In 1920 the magazine Literary Digest reported that the building's visitors
included a buyer from a Paris restaurant who ordered electric
dishwashers, someone from Venezuela who ordered 1,000 dozen portable
bathtubs for babies and a woman who started a baby bonnet business from
the building and wound up with an operation employing 500 workers.
Although never the tallest building in New York, it was for years one of
the most admired by critics. In 1926, the architectural historian Talbot
Hamlin said that "at night, when floodlights set the delicate detail of
the upper portions agleam, there arises the romance of a new American
Beauty."
But Lewis Mumford was one of the few unconvinced that Corbett was a
visionary. Writing in Architecture in 1927, he noted that Corbett's
grand gesture was compromised by his own promotion of urban density;
covered by a new building to the west, the Bush Building "no longer has
its original aesthetic importance." Mumford questioned the basic premise
of skyscrapers: "Congestion on the scale that Mr. Corbett would have it
is far too expensive a public luxury," he wrote, especially in regard to
the demands of traffic. And in 1933, after he had taken over the
"Skyline" column in The New Yorker, Mumford even derided Corbett's
trompe l'oeil panel effect, calling it one of Corbett's "notorious
clichés."
Bush temporarily lost control of his empire in 1933, but then gained it
back and held it until his death in 1948. Later, the Bush Building faded
into the general seediness that overwhelmed Times Square. Around 1980 a
Lebanese family group bought the Bush Building and modernized much of
the interior.
Now, with other investors, the owners are working on a new building
directly to the west. Marwan Dalloul, a family member, says he was just
a child at the time it was acquired, but he is now working on the
project, being designed by the architects at Gruzen Samton.
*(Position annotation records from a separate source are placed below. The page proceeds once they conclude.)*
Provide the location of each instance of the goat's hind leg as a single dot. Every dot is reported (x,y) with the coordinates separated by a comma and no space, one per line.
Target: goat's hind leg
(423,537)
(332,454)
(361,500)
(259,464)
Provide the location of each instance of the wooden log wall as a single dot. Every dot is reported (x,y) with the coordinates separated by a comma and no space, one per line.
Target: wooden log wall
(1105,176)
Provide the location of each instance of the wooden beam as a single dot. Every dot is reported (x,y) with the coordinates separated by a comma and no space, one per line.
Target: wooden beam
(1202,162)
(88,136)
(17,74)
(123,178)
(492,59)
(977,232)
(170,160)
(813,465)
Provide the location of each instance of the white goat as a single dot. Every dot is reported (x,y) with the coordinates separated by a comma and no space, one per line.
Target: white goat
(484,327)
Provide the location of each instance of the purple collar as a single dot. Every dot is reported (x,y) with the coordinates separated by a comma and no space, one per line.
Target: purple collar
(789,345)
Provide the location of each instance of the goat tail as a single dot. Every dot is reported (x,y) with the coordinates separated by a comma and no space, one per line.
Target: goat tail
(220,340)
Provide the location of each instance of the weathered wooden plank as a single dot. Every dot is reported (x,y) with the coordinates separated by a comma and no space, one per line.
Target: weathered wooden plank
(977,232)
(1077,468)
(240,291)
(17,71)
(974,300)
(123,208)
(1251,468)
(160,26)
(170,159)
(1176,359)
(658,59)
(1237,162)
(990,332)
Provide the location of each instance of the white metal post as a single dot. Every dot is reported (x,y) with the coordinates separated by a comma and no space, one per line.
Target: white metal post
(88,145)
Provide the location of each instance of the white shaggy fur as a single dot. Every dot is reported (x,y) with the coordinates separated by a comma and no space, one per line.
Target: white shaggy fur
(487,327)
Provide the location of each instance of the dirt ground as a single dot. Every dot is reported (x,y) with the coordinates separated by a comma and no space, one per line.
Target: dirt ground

Jordan Gruzen, a partner, says the firm's 23-story building, replacing
much lower buildings, is to rise six inches away from the Bush Building
— a requirement of earthquake codes — but tenants will be able to make
connections at each floor like the accordion connections and sliding
metal plates between railroad cars. This will nearly doubling the
5,000-square-foot floor plates of the original tower.
Mr. Gruzen says the new tower will be glass with "a soft receding look,"
to defer to the older building, where restoration work will replace
missing finials and copper details, which have been removed over time.
"We want to recreate its original value," Mr. Dalloul said.